Mr Davis also cautioned the Royal Bahamas Police Force on its mandate to maintain its political neutrality following the arrest of seven BAIC workers on Tuesday, part of a probe into “theft by reason of employment” at the corporation. Police said an additional worker was also questioned by police earlier this week.
Those workers were later released without charge and investigations continued yesterday.
In a statement, Mr Davis took issue with the treatment of nine employees, all of whom were said to have worked with former BAIC Executive Chairman Dion Smith, and suggested that both the government and law enforcement owed the country a full explanation.
He questioned why police officers visited the government agency with guns drawn to investigate allegations made against workers, characterising the “Gestapo style” approach as “over kill”.
His statement was released hours before police arrested Mr Smith, the PLP’s former Nassau Village representative, as the probe into BAIC continued.
Police said Mr Smith, who is also Deputy Speaker of the House, and his lawyer went to the Central Detective Unit on Thursday afternoon where the former turned himself in for questioning. Police also said it was likely Mr Smith would remain in custody overnight.
“Descending on a corporation during working hours Gestapo-style with guns drawn in the circumstances of the allegations made against the employees seems like overkill,” Mr Davis’ statement read.

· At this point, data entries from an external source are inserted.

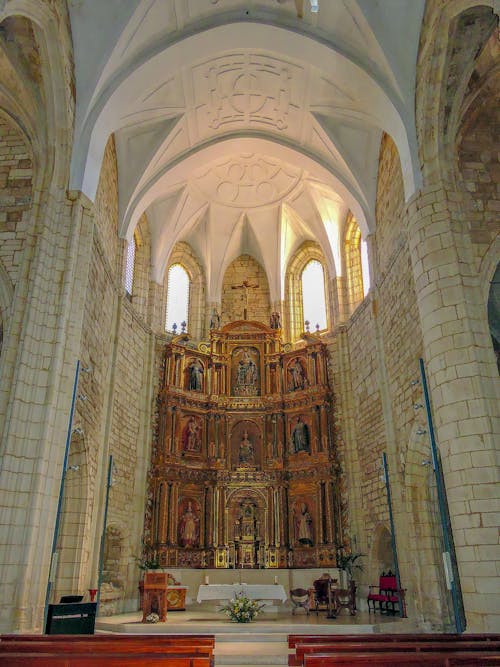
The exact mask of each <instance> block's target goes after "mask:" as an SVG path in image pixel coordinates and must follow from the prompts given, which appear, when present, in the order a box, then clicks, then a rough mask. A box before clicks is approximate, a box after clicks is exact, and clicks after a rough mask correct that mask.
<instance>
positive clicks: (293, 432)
mask: <svg viewBox="0 0 500 667" xmlns="http://www.w3.org/2000/svg"><path fill="white" fill-rule="evenodd" d="M292 450H293V452H294V453H295V454H296V453H297V452H310V451H311V448H310V445H309V426H308V425H307V424H306V423H305V422H304V421H302V417H301V416H300V415H299V416H298V417H297V423H296V424H295V426H294V427H293V430H292Z"/></svg>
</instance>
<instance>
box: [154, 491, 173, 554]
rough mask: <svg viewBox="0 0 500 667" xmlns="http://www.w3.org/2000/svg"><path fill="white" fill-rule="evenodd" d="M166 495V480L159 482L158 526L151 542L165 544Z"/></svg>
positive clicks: (166, 521)
mask: <svg viewBox="0 0 500 667" xmlns="http://www.w3.org/2000/svg"><path fill="white" fill-rule="evenodd" d="M168 496H169V485H168V484H167V482H162V483H161V484H160V489H159V493H158V526H157V531H156V535H155V538H154V539H153V542H159V543H160V544H165V542H166V541H167V535H168Z"/></svg>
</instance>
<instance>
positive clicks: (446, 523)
mask: <svg viewBox="0 0 500 667" xmlns="http://www.w3.org/2000/svg"><path fill="white" fill-rule="evenodd" d="M419 364H420V375H421V378H422V388H423V391H424V399H425V410H426V413H427V425H428V427H429V440H430V443H431V456H432V467H433V469H434V475H435V477H436V489H437V497H438V506H439V517H440V520H441V529H442V531H443V543H444V552H443V565H444V571H445V576H446V585H447V588H448V590H449V591H450V592H451V599H452V603H453V614H454V616H455V627H456V630H457V632H464V630H465V628H466V627H467V622H466V619H465V614H464V611H463V602H462V592H461V589H460V579H459V575H458V568H457V566H456V555H455V545H454V543H453V535H452V533H451V526H450V515H449V511H448V501H447V499H446V487H445V485H444V478H443V470H442V468H441V461H440V458H439V450H438V447H437V444H436V438H435V436H434V425H433V422H432V414H431V404H430V400H429V390H428V388H427V378H426V375H425V367H424V360H423V359H419Z"/></svg>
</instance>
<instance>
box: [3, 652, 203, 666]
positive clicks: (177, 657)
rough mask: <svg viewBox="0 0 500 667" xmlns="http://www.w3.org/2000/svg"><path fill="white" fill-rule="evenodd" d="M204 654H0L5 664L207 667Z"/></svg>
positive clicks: (9, 665) (146, 653) (23, 664)
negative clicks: (103, 654)
mask: <svg viewBox="0 0 500 667" xmlns="http://www.w3.org/2000/svg"><path fill="white" fill-rule="evenodd" d="M211 664H212V663H211V660H210V657H209V656H208V655H206V656H204V655H198V656H189V655H175V654H172V653H170V654H161V653H156V654H153V653H150V652H147V653H134V654H130V653H110V654H107V655H105V656H103V655H102V654H95V653H85V654H82V653H71V654H66V655H61V653H43V654H42V653H18V652H15V651H12V652H11V653H7V654H5V655H0V665H5V667H103V665H105V667H149V666H150V665H151V666H152V667H156V666H158V667H160V666H163V667H210V666H211Z"/></svg>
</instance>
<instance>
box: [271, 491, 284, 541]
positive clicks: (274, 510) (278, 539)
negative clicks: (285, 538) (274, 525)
mask: <svg viewBox="0 0 500 667" xmlns="http://www.w3.org/2000/svg"><path fill="white" fill-rule="evenodd" d="M273 494H274V525H275V529H274V536H275V542H274V544H275V545H276V546H277V547H279V546H281V544H282V543H283V531H282V526H281V508H280V489H279V488H278V489H273Z"/></svg>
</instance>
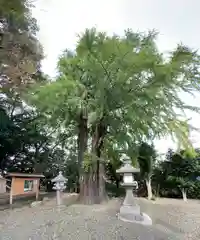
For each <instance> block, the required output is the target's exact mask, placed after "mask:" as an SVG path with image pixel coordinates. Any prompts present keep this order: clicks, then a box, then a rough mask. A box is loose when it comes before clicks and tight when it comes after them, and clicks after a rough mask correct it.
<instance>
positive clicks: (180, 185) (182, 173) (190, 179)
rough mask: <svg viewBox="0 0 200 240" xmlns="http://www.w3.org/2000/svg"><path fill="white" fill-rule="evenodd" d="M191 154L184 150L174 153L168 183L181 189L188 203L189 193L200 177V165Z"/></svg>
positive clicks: (193, 155) (182, 193) (169, 168)
mask: <svg viewBox="0 0 200 240" xmlns="http://www.w3.org/2000/svg"><path fill="white" fill-rule="evenodd" d="M195 157H196V156H194V155H193V154H191V152H188V151H186V150H182V151H181V152H180V153H174V154H173V155H172V157H171V159H170V161H169V162H168V169H169V170H168V173H169V174H168V179H167V180H168V181H170V183H171V185H174V187H176V188H179V189H180V190H181V193H182V197H183V200H184V201H187V191H188V189H189V188H191V187H194V184H195V182H196V181H197V180H196V179H197V177H198V176H199V175H200V164H199V161H198V160H197V159H196V158H195Z"/></svg>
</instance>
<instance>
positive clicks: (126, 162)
mask: <svg viewBox="0 0 200 240" xmlns="http://www.w3.org/2000/svg"><path fill="white" fill-rule="evenodd" d="M116 172H117V173H138V172H140V169H138V168H134V167H133V166H132V165H131V164H130V161H126V162H125V164H124V165H123V166H122V167H121V168H119V169H118V170H117V171H116Z"/></svg>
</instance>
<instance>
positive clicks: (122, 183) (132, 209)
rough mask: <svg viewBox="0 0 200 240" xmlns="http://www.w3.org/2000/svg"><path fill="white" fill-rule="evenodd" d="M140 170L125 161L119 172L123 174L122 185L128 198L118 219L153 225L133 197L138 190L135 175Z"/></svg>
mask: <svg viewBox="0 0 200 240" xmlns="http://www.w3.org/2000/svg"><path fill="white" fill-rule="evenodd" d="M139 171H140V170H139V169H137V168H134V167H133V166H131V163H130V161H127V160H126V161H125V164H124V166H122V167H121V168H120V169H118V170H117V173H119V174H123V183H122V184H121V185H122V186H123V187H124V188H125V190H126V196H125V199H124V202H123V204H122V206H121V207H120V212H119V214H118V217H119V219H120V220H122V221H126V222H135V223H141V224H144V225H152V220H151V218H150V217H149V216H148V215H146V214H144V213H141V211H140V206H139V205H138V204H137V203H136V201H135V198H134V196H133V190H134V191H135V190H136V189H137V188H138V183H137V181H135V180H134V176H133V174H134V173H138V172H139Z"/></svg>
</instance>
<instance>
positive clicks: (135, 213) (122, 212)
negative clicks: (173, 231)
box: [118, 206, 152, 226]
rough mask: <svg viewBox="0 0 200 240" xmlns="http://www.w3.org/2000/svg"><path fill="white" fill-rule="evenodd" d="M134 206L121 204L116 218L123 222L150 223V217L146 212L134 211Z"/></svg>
mask: <svg viewBox="0 0 200 240" xmlns="http://www.w3.org/2000/svg"><path fill="white" fill-rule="evenodd" d="M135 210H136V209H135V207H134V208H132V207H131V206H122V207H121V208H120V212H119V213H118V218H119V219H120V220H122V221H124V222H132V223H138V224H142V225H149V226H150V225H152V220H151V218H150V217H149V216H148V215H147V214H146V213H140V212H138V210H137V211H135Z"/></svg>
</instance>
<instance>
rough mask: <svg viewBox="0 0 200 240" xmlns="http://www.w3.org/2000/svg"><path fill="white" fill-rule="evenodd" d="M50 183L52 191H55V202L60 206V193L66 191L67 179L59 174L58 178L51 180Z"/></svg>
mask: <svg viewBox="0 0 200 240" xmlns="http://www.w3.org/2000/svg"><path fill="white" fill-rule="evenodd" d="M51 182H53V183H54V186H53V189H55V190H56V202H57V205H58V206H59V205H61V204H62V198H61V192H63V190H64V189H66V185H65V184H66V183H67V179H66V178H65V177H64V176H63V175H62V172H59V174H58V176H57V177H55V178H53V179H52V180H51Z"/></svg>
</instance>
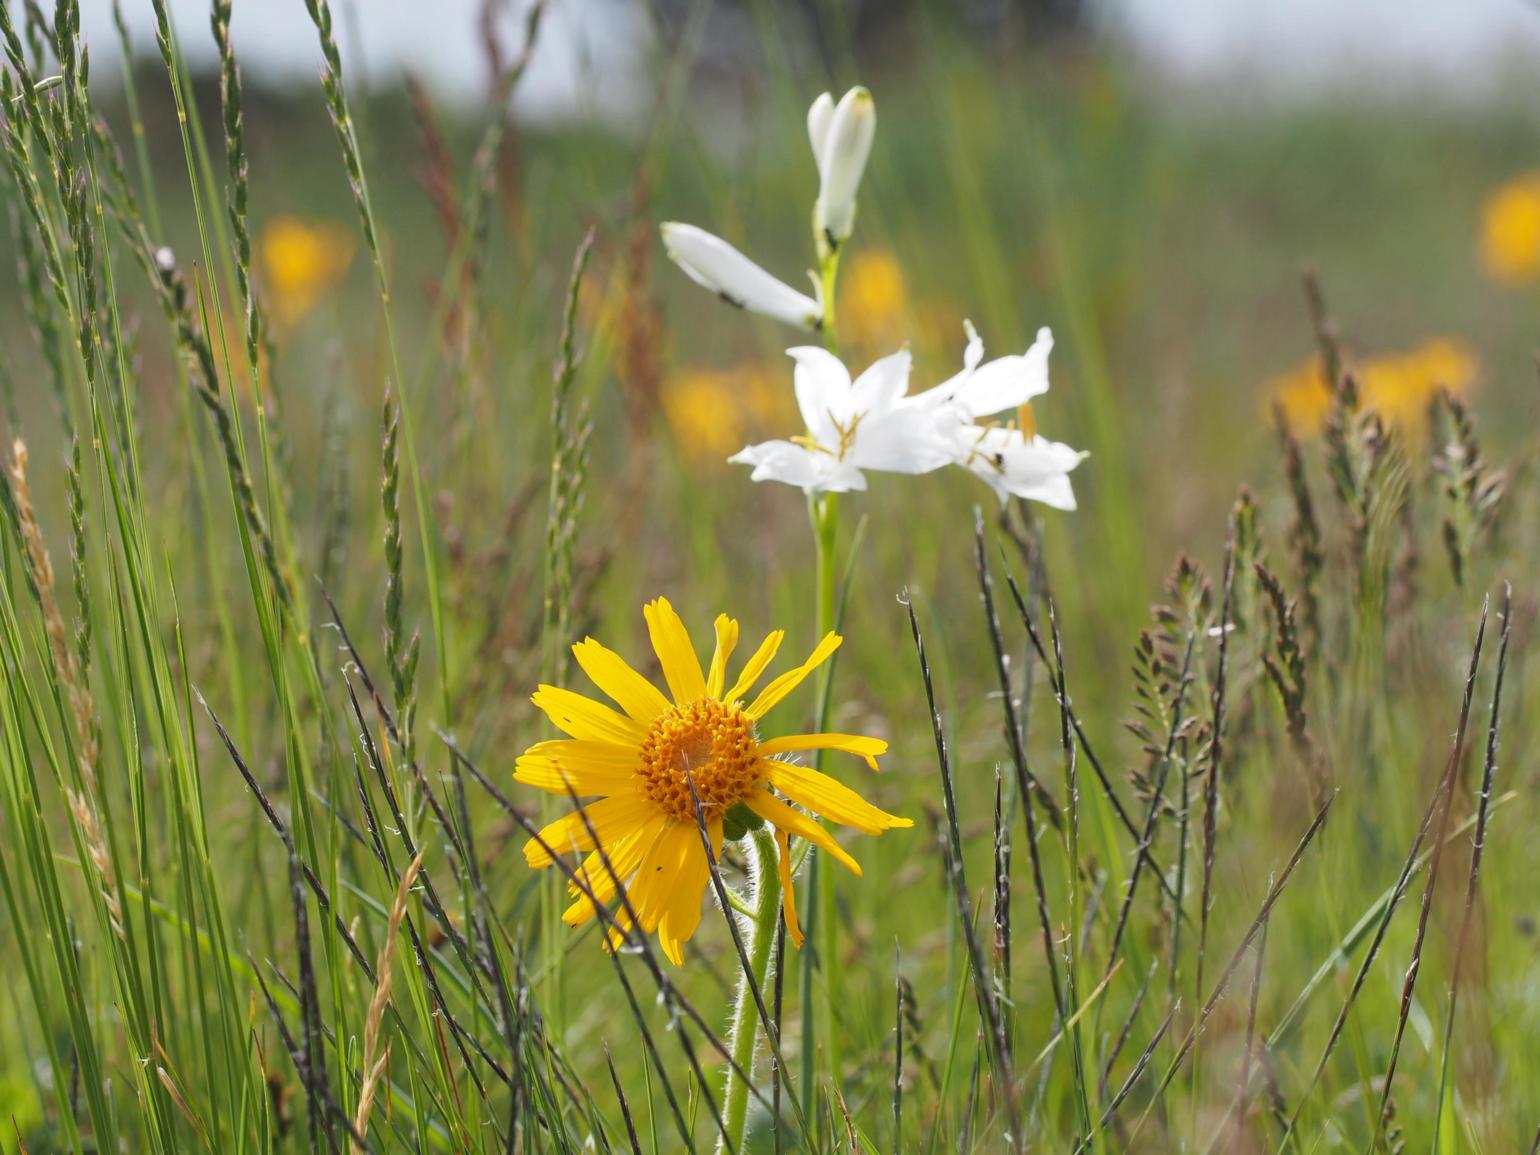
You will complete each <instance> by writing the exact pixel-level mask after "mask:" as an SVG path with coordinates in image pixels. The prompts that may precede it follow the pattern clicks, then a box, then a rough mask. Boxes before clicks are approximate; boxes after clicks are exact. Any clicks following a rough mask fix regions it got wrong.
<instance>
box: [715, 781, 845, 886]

“None of these people would have been armed and no arms were involved in any of the allegations. The new government has to be careful that it does not live up to the widespread expectation of witch hunts by them following a campaign.”
Before the general election, Prime Minister Hubert Minnis labelled former Prime Minister Perry Christie and his administration the “most corrupt, the most incompetent and the most victimising government since independence.”
Capitalising on national concerns about corruption was a major plank in the FNM’s campaign strategy, according to party Chairman Sidney Collie, who unpacked the party’s data-driven campaign strategy in an interview with The Tribune.
“That is the way the recent action comes off,” Mr Davis’ statement continued.
“If that is not the intention then both the police and the government owe the country a full and frank explanation. The police must be careful to maintain its reputation of strict adherence to a neutral political position,” it added.